南海トラフ巨大地震への備えが急がれる中、徳島県内24市町村のうち8市町村で、水道管の耐震化率が10%以下にとどまっていることが、徳島新聞の調査で分かった。大規模災害が起きた際に壊れて断水する危険性があり、ライフラインの維持に深刻な影響を及ぼしかねない。一方、耐震化対策を迫られながら、人口減少などで水道事業の収入は減る見込みで、16市町村が今後水道料金の値上げは避けられないとしている。

 耐震化率が10%以下なのは、石井町や板野町、佐那河内村など。最低は上勝町の0%で、次いで那賀町の1・7%だった。このほか、10市町が30%以下で、50%を超えていたのは北島町だけだった。勝浦町と神山町は「不明」とし、把握すらしていなかった。

 耐震化率が低い理由としては、12市町が「耐震管への改修費用が高額で予算的に困難」といった財政難を理由に挙げた。上勝町は「耐震化が求められる以前に整備したものであるため」とした。

 今後の対策では、具体的な目標数値を決めていたのは吉野川市しかなかった。同市は耐震化率を現在の37・1%から、2018年度までに49%に引き上げる。他の自治体は「避難所や病院などにつながる重要な管路から計画的に耐震化を進める」(美馬市)などとの方向性を示すにとどまった。

 災害時に水道管が損壊すると、市民生活への影響が大きく、東日本大震災では、断水が長期化して復旧まで約五カ月を要した。

 一方、水道料金の今後の見通しについては、徳島、鳴門、阿南各市など16市町村が「上昇すると考えている」と回答した。このうち13市町村が「人口減少により収入減が見込まれるため」という理由を挙げた。他には「老朽化した水道管の耐震化や更新が必要となり、経営が圧迫されることが確実」(小松島市)などがあった。

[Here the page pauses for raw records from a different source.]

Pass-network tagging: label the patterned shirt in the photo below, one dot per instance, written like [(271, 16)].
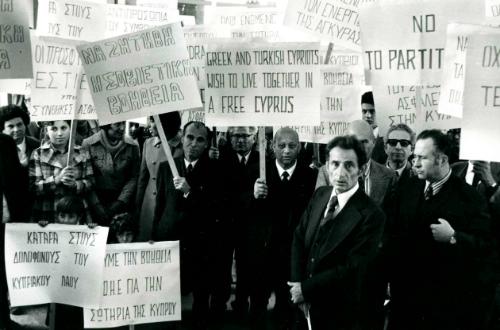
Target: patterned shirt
[(45, 164)]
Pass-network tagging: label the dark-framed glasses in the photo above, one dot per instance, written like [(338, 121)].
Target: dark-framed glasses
[(402, 143)]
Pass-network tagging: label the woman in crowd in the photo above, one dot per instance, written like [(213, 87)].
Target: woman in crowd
[(52, 176)]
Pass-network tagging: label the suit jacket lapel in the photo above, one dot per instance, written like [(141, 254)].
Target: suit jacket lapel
[(317, 215), (343, 223)]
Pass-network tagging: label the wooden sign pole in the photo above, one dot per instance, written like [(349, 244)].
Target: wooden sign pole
[(166, 146)]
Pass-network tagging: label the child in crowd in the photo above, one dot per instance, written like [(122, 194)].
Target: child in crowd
[(123, 228), (69, 210)]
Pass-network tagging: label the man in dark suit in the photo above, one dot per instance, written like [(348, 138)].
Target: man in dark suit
[(370, 116), (186, 211), (279, 203), (338, 235), (441, 244), (376, 180), (399, 142), (13, 193), (240, 164)]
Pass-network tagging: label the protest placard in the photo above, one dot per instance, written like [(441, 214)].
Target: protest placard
[(481, 113), (197, 37), (71, 19), (262, 84), (166, 4), (15, 86), (56, 263), (452, 87), (340, 98), (15, 49), (403, 40), (334, 21), (140, 74), (141, 284), (415, 106), (123, 19), (492, 8), (59, 90)]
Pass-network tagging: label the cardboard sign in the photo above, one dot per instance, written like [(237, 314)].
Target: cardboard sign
[(334, 21), (71, 19), (197, 37), (452, 88), (481, 113), (141, 284), (15, 49), (15, 86), (492, 8), (403, 40), (140, 74), (56, 263), (262, 84), (410, 105), (59, 90), (340, 98), (165, 4), (122, 19)]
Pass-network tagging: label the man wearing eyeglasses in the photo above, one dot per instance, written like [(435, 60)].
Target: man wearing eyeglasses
[(399, 143)]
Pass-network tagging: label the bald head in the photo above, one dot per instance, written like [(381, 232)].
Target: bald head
[(364, 133), (286, 147)]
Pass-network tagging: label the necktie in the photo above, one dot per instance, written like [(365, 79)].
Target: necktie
[(361, 181), (189, 169), (332, 204), (428, 192), (284, 176)]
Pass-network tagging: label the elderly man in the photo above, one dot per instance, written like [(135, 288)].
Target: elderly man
[(186, 210), (399, 142), (376, 180), (336, 238), (370, 116), (441, 240), (240, 165), (279, 203)]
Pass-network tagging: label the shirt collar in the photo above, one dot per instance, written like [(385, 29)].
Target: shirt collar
[(281, 170), (344, 197), (399, 170), (246, 156), (436, 186), (22, 146), (193, 163)]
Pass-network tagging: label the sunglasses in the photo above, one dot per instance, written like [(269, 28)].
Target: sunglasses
[(402, 143)]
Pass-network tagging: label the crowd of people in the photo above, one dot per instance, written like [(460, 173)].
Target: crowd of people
[(387, 234)]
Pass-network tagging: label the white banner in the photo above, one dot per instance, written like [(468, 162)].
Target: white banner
[(481, 113), (122, 19), (57, 263), (71, 19), (410, 105), (403, 40), (334, 21), (141, 284), (452, 88), (59, 90), (15, 49), (140, 74), (262, 84)]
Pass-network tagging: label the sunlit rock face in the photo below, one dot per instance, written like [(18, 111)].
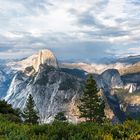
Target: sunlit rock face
[(57, 89), (52, 90), (45, 57), (34, 61)]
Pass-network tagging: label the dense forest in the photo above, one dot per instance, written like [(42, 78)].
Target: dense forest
[(24, 125)]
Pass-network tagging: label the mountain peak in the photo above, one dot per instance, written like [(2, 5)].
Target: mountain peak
[(45, 57), (42, 57)]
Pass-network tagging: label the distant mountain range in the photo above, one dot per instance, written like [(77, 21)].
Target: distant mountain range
[(57, 86)]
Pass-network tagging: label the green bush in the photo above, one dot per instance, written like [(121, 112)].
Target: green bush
[(59, 130)]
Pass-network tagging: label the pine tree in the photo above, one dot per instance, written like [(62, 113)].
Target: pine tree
[(91, 103), (29, 114), (61, 116)]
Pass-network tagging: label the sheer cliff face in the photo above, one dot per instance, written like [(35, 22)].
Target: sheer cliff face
[(57, 89), (45, 57), (52, 89)]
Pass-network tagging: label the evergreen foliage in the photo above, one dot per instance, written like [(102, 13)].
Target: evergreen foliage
[(92, 105), (29, 114), (61, 116)]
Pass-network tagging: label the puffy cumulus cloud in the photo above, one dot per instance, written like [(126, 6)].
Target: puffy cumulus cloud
[(96, 29)]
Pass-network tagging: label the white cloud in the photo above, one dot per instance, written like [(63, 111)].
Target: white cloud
[(54, 22)]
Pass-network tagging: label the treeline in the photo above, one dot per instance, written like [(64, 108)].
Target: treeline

 他の6市町は「上昇・下降するとも考えてない」と答えた。理由には「経営は良好で変更する必要がない」(藍住町)などの理由が上がった。2町は無回答だった。

 水道管の耐震化率 総延長に対して、強度の強いスチールやポリエチレンなどの素材を使った地震に強い管を敷設している割合。新設や取り替えの水道管の多くにはそうした素材の管が導入されているが、耐用年数を超えているような古い管は、耐震性が無いケースが多い。